The Most Important Leadership Characteristic

Integrity. Honesty. Responsibility. I attended a leadership conference recently that encouraged the participants to discuss the most important characteristic of leadership. Wow! What a hard question. The participants presented different terms and ideas that they felt were valuable for any leader. Determination. Encouragement. Perseverance. The list could go on and on.

Ryan Eller

At the age of 20 Benjamin Franklin created a system to develop his character. He brainstormed specific virtues he thought were important to emulate, narrowed his list to 13, and then set out to master them. Below you will find his list:

  1. Temperance. Eat not to dullness; drink not to elevation.
  2. Silence. Speak not but what may benefit others or yourself; avoid trifling conversation.
  3. Order. Let all your things have their places; let each part of your business have its time.
  4. Resolution. Resolve to perform what you ought; perform without fail what you resolve.
  5. Frugality. Make no expense but to do good to others or yourself; i.e., waste nothing.
  6. Industry. Lose no time; be always employ’d in something useful; cut off all unnecessary actions.
  7. Sincerity. Use no hurtful deceit; think innocently and justly, and, if you speak, speak accordingly.
  8. Justice. Wrong none by doing injuries, or omitting the benefits that are your duty.
  9. Moderation. Avoid extremes; forbear resenting injuries so much as you think they deserve.
  10. Cleanliness. Tolerate no uncleanliness in body, cloaths, or habitation.
  11. Tranquillity. Be not disturbed at trifles, or at accidents common or unavoidable.
  12. Chastity. Rarely use venery but for health or offspring, never to dullness, weakness, or the injury of your own or another’s peace or reputation.
  13. Humility. Imitate Jesus and Socrates.

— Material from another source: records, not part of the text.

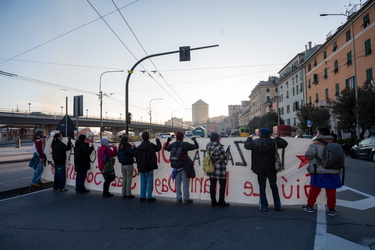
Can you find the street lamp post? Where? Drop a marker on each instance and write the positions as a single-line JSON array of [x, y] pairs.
[[149, 109], [172, 116], [101, 98], [355, 71]]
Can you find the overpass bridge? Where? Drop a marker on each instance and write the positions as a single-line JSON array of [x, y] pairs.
[[35, 120]]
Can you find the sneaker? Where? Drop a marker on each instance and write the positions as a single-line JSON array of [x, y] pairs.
[[224, 204], [308, 209], [332, 212], [151, 200], [188, 201]]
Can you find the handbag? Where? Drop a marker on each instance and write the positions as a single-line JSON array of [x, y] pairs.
[[279, 163]]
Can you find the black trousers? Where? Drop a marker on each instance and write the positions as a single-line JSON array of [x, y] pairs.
[[222, 183], [108, 178]]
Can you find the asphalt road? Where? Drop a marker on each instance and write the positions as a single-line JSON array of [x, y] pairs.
[[46, 220]]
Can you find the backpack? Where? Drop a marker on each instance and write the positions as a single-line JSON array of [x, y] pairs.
[[176, 156], [333, 155], [208, 166], [121, 156]]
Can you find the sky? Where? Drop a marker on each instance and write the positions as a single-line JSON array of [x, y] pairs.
[[59, 49]]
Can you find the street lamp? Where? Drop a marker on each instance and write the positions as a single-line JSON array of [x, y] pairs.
[[149, 109], [101, 98], [172, 116], [355, 71]]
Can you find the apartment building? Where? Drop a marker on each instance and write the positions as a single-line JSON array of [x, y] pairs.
[[345, 59]]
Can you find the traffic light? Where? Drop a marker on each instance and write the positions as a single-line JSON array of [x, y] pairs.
[[184, 53], [129, 117]]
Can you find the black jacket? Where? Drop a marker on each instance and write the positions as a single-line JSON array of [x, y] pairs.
[[263, 153], [82, 153], [146, 157], [59, 152]]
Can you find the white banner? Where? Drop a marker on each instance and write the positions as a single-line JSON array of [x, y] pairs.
[[242, 184]]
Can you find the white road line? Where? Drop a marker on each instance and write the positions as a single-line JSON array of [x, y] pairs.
[[321, 228]]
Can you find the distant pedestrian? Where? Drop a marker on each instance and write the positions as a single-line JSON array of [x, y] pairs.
[[179, 173], [39, 158], [59, 158], [146, 164], [126, 149], [82, 152], [105, 155], [219, 159], [321, 177], [263, 165]]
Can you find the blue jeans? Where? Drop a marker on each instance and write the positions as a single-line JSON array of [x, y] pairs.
[[182, 178], [147, 183], [262, 179], [60, 177], [38, 172]]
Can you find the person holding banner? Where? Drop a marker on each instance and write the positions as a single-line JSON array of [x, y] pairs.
[[263, 165], [82, 152], [179, 173], [59, 158], [219, 159], [146, 163], [104, 155]]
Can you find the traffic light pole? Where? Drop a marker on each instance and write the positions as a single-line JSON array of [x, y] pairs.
[[127, 121]]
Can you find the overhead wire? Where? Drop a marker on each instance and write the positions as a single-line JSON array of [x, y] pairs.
[[144, 50], [55, 38]]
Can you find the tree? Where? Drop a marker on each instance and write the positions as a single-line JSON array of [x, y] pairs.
[[345, 109], [319, 116]]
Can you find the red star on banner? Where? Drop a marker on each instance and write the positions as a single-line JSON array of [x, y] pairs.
[[304, 160]]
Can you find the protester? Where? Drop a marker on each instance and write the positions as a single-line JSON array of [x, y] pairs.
[[321, 177], [82, 152], [146, 163], [104, 155], [179, 173], [38, 160], [127, 167], [219, 159], [59, 158], [263, 165]]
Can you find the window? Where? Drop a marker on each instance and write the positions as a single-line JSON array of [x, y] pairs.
[[348, 35], [334, 46], [315, 79], [369, 76], [349, 58], [367, 47], [337, 89], [366, 21], [336, 67]]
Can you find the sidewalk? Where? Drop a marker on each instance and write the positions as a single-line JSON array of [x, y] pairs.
[[13, 154]]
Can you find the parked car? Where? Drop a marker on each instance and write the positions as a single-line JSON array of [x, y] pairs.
[[364, 149]]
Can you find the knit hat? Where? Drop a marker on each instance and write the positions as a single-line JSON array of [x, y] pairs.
[[214, 136], [179, 136], [104, 141], [265, 132]]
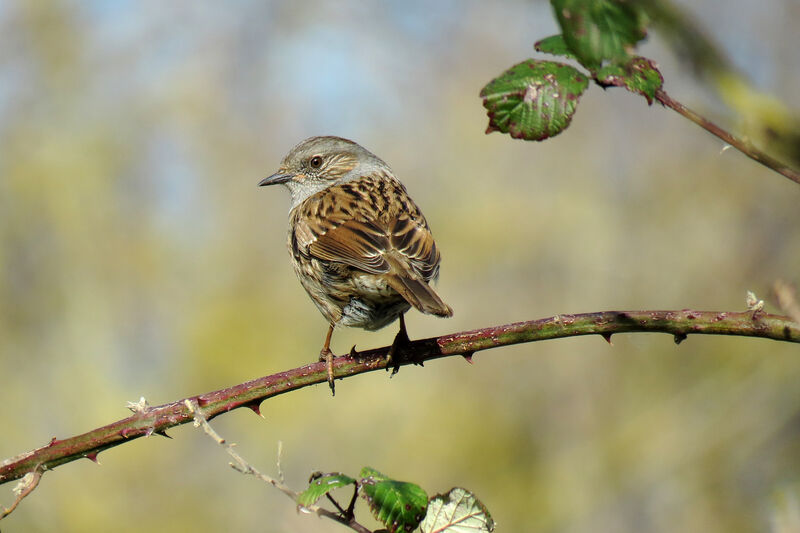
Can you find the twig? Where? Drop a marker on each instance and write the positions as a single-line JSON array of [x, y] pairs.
[[242, 466], [787, 302], [743, 146], [29, 482], [148, 420]]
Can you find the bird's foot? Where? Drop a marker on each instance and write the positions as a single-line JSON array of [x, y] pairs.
[[327, 356], [395, 354]]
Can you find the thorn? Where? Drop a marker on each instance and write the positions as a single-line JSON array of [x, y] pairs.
[[138, 407], [255, 407]]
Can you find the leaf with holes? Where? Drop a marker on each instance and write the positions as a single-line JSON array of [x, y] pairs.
[[600, 30], [458, 511], [554, 45], [638, 75], [399, 505], [533, 100], [321, 484]]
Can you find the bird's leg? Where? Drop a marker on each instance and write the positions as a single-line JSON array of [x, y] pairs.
[[400, 341], [327, 355]]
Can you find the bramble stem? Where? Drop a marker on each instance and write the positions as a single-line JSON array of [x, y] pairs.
[[740, 144], [147, 420]]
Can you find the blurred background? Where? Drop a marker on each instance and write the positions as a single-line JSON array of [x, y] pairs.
[[139, 258]]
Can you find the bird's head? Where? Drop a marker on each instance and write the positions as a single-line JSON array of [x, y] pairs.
[[319, 162]]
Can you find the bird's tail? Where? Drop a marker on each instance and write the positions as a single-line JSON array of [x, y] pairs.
[[420, 295]]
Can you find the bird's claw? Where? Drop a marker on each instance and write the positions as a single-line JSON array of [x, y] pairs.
[[327, 356]]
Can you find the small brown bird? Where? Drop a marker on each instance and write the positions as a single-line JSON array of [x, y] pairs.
[[359, 244]]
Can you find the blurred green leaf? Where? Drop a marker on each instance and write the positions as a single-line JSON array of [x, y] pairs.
[[638, 75], [533, 100], [458, 511], [600, 30], [554, 45], [399, 505], [321, 485]]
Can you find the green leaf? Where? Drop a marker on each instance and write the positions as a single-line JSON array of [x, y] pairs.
[[597, 31], [458, 511], [533, 100], [321, 484], [638, 75], [399, 505], [554, 45]]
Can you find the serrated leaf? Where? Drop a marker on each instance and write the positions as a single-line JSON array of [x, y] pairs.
[[320, 485], [458, 511], [597, 31], [399, 505], [554, 45], [638, 75], [533, 100]]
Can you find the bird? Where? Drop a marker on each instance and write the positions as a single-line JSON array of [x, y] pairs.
[[359, 245]]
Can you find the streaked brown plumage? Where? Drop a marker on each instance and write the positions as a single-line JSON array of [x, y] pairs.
[[359, 244]]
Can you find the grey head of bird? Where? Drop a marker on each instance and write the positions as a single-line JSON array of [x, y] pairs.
[[319, 162]]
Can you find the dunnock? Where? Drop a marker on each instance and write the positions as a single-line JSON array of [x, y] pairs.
[[359, 244]]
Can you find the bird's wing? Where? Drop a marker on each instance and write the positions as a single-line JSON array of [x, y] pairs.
[[374, 227], [405, 254]]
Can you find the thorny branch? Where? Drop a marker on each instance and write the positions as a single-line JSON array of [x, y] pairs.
[[147, 420], [740, 144]]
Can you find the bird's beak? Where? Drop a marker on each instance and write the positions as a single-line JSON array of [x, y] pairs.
[[278, 177]]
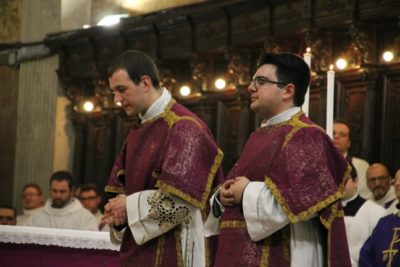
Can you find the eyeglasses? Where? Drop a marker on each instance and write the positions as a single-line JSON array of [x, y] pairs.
[[261, 80], [30, 195], [373, 180]]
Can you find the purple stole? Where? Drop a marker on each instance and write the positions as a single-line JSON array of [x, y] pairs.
[[306, 175], [174, 152]]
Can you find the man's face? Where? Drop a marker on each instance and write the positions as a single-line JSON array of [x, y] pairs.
[[397, 184], [341, 137], [350, 189], [7, 217], [60, 193], [127, 93], [90, 200], [378, 181], [31, 198], [267, 98]]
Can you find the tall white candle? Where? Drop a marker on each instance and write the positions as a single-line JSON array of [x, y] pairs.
[[307, 58], [330, 100]]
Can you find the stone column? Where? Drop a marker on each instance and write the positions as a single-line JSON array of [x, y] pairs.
[[37, 96]]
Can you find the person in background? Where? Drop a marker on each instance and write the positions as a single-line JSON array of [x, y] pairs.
[[393, 207], [360, 216], [32, 201], [91, 200], [380, 184], [8, 215], [62, 210], [382, 248], [342, 137]]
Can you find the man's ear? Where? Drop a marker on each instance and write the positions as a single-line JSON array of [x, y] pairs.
[[288, 93]]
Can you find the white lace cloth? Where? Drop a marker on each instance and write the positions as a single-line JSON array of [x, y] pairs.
[[56, 237]]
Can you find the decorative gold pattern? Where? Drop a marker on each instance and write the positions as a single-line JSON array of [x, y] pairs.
[[160, 250], [114, 189], [233, 224], [164, 211], [200, 204], [293, 218], [390, 253], [297, 124]]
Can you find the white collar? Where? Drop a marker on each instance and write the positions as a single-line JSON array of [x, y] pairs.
[[344, 202], [281, 117], [157, 107]]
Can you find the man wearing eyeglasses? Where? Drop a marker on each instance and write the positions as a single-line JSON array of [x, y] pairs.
[[32, 200], [281, 202], [380, 184], [90, 199]]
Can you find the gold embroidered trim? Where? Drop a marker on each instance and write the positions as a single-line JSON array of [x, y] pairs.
[[233, 224], [160, 250], [167, 108], [114, 189], [265, 253], [165, 212], [200, 204], [171, 118], [293, 218], [178, 247]]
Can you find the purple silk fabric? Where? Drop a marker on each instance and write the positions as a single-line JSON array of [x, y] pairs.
[[306, 174], [176, 153]]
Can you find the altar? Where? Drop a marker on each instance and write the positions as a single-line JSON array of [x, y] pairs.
[[22, 246]]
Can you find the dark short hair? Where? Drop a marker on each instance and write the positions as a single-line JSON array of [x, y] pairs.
[[62, 176], [89, 187], [345, 122], [290, 68], [353, 173], [36, 186], [137, 64], [9, 207]]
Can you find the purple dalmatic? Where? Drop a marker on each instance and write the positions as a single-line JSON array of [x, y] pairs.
[[306, 174], [174, 152], [382, 248]]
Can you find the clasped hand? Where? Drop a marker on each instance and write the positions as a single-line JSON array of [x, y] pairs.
[[115, 212], [231, 192]]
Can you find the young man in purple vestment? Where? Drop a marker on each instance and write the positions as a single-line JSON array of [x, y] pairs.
[[163, 175], [281, 203]]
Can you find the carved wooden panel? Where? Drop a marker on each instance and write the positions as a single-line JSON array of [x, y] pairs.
[[390, 122], [142, 38], [350, 105]]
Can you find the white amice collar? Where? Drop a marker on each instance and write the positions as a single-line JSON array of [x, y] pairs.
[[281, 117], [157, 107]]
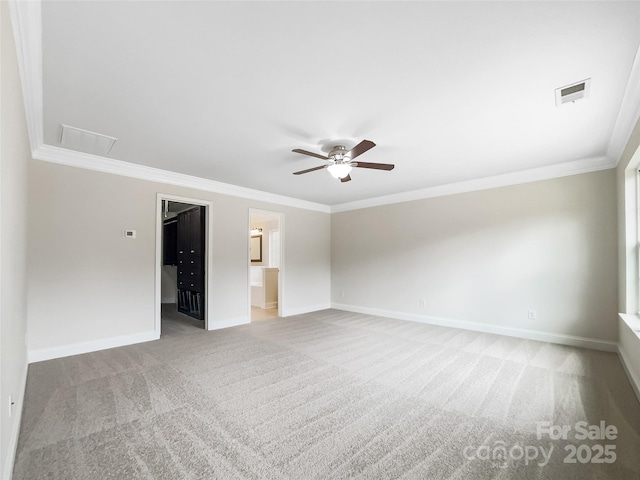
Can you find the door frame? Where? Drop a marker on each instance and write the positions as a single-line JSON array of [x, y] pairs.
[[281, 295], [208, 314]]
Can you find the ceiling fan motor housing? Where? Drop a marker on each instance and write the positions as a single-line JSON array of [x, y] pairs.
[[339, 154]]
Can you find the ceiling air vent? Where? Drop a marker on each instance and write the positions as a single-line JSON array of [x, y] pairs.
[[573, 92], [85, 141]]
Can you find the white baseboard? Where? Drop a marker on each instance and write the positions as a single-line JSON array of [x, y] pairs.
[[633, 378], [42, 354], [12, 446], [301, 310], [541, 336], [230, 322]]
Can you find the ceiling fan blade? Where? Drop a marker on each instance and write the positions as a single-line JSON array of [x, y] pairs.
[[310, 170], [305, 152], [377, 166], [359, 149]]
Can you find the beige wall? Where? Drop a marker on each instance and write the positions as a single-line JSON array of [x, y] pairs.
[[626, 175], [14, 154], [489, 256], [88, 283]]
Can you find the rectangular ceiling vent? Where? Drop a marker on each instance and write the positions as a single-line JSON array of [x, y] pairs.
[[85, 141], [573, 92]]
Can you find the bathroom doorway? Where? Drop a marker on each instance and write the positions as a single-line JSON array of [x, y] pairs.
[[265, 264]]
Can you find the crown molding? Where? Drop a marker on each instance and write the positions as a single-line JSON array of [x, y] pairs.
[[73, 158], [26, 18], [524, 176], [628, 114]]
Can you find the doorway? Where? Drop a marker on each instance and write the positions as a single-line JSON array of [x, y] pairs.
[[183, 265], [265, 264]]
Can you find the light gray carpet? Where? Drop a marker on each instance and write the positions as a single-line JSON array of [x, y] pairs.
[[326, 395]]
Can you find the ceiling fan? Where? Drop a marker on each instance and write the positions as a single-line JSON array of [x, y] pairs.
[[341, 160]]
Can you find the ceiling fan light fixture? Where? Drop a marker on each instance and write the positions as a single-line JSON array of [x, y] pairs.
[[339, 170]]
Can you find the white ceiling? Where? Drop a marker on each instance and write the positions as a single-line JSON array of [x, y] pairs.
[[449, 91]]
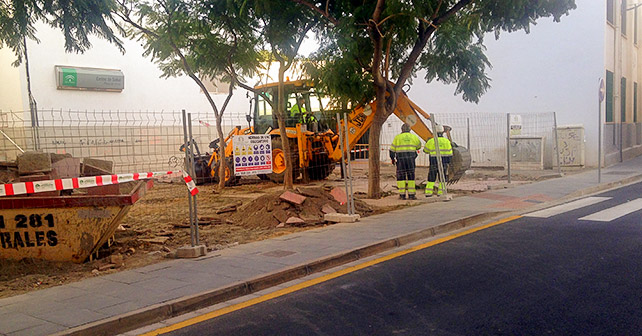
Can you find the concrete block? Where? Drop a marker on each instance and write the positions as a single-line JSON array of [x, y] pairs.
[[66, 168], [341, 218], [36, 178], [295, 221], [93, 167], [34, 162], [293, 198], [191, 251], [111, 189], [326, 208], [55, 157]]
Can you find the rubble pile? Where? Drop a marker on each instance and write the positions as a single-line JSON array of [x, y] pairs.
[[302, 207]]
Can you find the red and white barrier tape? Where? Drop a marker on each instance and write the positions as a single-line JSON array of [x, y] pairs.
[[22, 188]]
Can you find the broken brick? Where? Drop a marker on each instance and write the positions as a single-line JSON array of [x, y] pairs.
[[293, 198]]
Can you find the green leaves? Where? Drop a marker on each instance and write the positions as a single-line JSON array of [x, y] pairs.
[[451, 51], [207, 39]]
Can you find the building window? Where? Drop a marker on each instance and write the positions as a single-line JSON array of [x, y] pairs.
[[609, 96], [623, 17], [635, 102], [623, 100]]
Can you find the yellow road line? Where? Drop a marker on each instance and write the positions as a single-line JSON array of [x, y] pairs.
[[312, 282]]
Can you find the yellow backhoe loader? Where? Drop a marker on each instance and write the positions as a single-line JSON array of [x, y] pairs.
[[313, 137]]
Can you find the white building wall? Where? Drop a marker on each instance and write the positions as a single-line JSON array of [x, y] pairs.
[[144, 89], [11, 83], [554, 68]]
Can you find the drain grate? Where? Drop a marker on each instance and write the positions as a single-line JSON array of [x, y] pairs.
[[278, 253], [622, 172]]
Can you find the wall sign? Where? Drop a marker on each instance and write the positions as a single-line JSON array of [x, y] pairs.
[[81, 78]]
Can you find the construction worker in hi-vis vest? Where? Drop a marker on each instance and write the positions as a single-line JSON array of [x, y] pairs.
[[403, 153], [446, 152]]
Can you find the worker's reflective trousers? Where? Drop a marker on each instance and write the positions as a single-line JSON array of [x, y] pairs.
[[433, 175], [406, 174]]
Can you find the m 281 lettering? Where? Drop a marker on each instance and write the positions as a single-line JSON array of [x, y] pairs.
[[25, 239]]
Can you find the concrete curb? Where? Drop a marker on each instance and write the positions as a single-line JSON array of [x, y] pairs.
[[604, 186], [162, 311]]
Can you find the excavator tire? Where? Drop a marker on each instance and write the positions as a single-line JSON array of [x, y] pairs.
[[459, 164], [320, 166], [278, 160]]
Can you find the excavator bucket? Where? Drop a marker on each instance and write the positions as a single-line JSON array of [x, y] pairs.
[[459, 163]]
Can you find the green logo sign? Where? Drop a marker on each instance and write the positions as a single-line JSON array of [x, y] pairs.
[[69, 77]]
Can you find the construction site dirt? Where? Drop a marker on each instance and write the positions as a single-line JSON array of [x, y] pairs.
[[254, 210]]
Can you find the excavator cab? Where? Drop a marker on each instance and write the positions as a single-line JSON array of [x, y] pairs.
[[313, 114]]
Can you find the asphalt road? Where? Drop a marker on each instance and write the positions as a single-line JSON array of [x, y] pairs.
[[553, 274]]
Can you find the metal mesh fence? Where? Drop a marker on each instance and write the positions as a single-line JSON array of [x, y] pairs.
[[137, 141], [133, 140], [484, 134]]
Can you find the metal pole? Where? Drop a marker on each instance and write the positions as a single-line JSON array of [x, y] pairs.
[[347, 140], [343, 162], [440, 166], [468, 134], [599, 142], [187, 165], [508, 144], [193, 173], [557, 150]]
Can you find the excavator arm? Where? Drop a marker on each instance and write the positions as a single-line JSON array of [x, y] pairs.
[[361, 118]]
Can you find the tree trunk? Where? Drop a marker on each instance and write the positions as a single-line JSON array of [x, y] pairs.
[[221, 153], [374, 167], [288, 181]]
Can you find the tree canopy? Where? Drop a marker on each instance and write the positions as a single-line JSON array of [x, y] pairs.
[[372, 48]]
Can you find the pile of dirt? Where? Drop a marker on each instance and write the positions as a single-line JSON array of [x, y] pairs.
[[270, 210]]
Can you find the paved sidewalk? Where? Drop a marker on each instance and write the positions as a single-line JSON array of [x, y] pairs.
[[149, 294]]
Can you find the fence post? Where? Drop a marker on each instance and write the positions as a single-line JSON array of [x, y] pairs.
[[557, 150], [468, 132], [508, 145], [343, 160], [193, 173], [187, 165], [349, 172]]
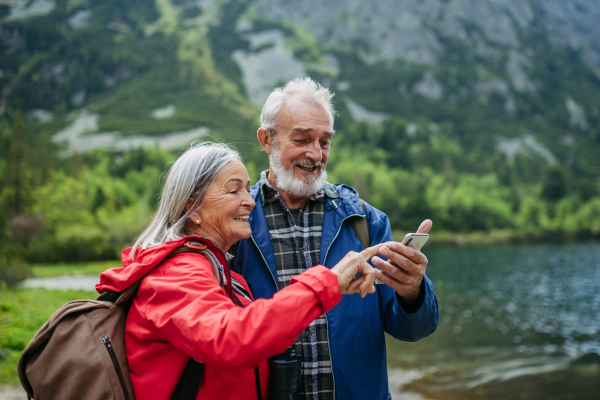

I am trying to develop my own list, which is a huge challenge. I think ranking leadership virtues depends on what the list-maker needs from other leaders. I am strong in encouragement, development, and enthusiasm, so I obviously value those strengths. However, I strongly value leaders who have discipline, order, and self control…mostly because I am not strong in those areas.

Do you think our view on characteristic leadership values depends on the perception of our own strengths or upon the strengths of others? Which characteristic do you think is most important trait to have as a leader? Have you ever created a list like Benjamin Franklin? If so, what was your top virtue?